Prevention: save backup codes for every account, kept somewhere accessible offline from your phone (a printed sheet in a safe, a second device, a password manager that syncs to a computer). Authy or 1Password as your authenticator app significantly reduces lockout risk by keeping encrypted synced backups.

Recovery if locked out: if you have server or hosting access (cPanel, SFTP), you can disable the 2FA plugin by renaming its folder in wp-content/plugins/ — WordPress will automatically deactivate a plugin with a renamed folder on next load. This gives you access to the admin to reset your 2FA. If you have hosting shell access, wp plugin deactivate wp-2fa via WP-CLI does the same thing.

Beyond 2FA: other login hardening steps

Two-factor authentication addresses credential theft. It works alongside other login hardening measures rather than replacing them.

Limit login attempts to slow brute-force attacks. Most security plugins (Wordfence, Solid Security, Limit Login Attempts Reloaded) can lock out an IP address after a configurable number of failed attempts. With 2FA in place this is less critical, but still useful for reducing noise in your logs.

Change the default admin login URL if possible. WordPress's login is at /wp-login.php by default, which is universally known and heavily targeted by automated scanners. Moving it to a non-standard path reduces the volume of automated login attempts. Plugins like WPS Hide Login handle this with minimal risk.

Do not use "admin" as a username. If your administrator account is named "admin", an attacker already knows half of the credentials they need.
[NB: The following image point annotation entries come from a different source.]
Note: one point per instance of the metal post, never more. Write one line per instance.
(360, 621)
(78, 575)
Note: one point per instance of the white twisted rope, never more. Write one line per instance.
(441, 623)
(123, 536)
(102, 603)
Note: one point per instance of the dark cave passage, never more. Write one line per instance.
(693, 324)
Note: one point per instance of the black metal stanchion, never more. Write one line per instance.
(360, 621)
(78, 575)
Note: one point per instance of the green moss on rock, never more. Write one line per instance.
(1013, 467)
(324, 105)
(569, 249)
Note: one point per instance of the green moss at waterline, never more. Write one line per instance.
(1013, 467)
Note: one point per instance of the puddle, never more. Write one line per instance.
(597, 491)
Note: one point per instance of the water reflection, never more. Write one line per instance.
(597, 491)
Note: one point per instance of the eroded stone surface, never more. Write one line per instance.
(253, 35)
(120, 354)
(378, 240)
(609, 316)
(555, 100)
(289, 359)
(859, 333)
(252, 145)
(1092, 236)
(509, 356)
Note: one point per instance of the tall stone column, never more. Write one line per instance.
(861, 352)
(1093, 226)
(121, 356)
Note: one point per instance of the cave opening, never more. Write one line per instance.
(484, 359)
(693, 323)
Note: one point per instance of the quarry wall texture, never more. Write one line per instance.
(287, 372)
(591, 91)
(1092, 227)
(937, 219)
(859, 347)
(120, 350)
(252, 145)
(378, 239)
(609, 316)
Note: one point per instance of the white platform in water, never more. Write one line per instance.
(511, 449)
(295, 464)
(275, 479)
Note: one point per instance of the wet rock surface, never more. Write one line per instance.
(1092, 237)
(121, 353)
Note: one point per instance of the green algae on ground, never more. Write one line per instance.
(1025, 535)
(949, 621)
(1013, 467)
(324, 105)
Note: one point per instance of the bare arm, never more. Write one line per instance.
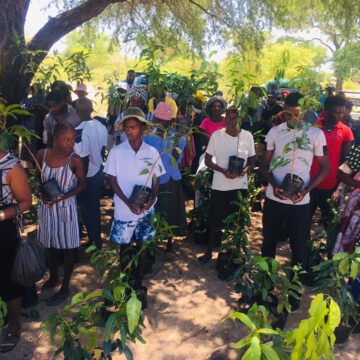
(348, 179)
(77, 167)
(210, 164)
(20, 188)
(345, 150)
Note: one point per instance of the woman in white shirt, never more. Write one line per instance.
(225, 186)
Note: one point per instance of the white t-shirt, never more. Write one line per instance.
(128, 166)
(276, 139)
(221, 146)
(91, 137)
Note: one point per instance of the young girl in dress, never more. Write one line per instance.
(58, 222)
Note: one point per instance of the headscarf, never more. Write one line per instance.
(138, 91)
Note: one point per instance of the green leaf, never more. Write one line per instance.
(244, 319)
(128, 354)
(344, 266)
(110, 326)
(77, 298)
(133, 311)
(354, 270)
(255, 348)
(243, 342)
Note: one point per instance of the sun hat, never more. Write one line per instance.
(80, 87)
(212, 100)
(163, 111)
(134, 113)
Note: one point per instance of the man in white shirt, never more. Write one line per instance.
(90, 143)
(294, 213)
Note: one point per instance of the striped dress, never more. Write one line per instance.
(58, 223)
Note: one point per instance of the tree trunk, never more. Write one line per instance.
(13, 83)
(15, 55)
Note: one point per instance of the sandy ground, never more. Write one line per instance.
(186, 303)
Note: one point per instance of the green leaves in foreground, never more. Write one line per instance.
(133, 311)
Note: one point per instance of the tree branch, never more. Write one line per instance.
(67, 21)
(323, 43)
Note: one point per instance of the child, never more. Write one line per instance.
(132, 163)
(58, 221)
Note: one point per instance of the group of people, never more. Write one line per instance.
(144, 150)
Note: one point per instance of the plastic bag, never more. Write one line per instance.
(30, 262)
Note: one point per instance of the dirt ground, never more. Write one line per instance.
(186, 305)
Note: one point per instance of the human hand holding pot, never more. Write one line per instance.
(228, 175)
(278, 193)
(133, 208)
(301, 194)
(148, 204)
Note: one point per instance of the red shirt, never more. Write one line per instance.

Create a new administrator account with a non-obvious username and delete the default admin account.

Use strong, unique passwords on all WordPress accounts. With 2FA in place, the password is no longer the only protection, but a strong password adds time and friction to attacks. A password manager makes this easy to maintain across all accounts.

Together, these measures address the most common attack vectors for WordPress sites. Two-factor authentication is the most impactful single change, but the full set — 2FA, login attempt limits, non-standard login URL, non-admin username, strong unique passwords — creates multiple layers of defence against the automated credential attacks that target WordPress sites at scale every day.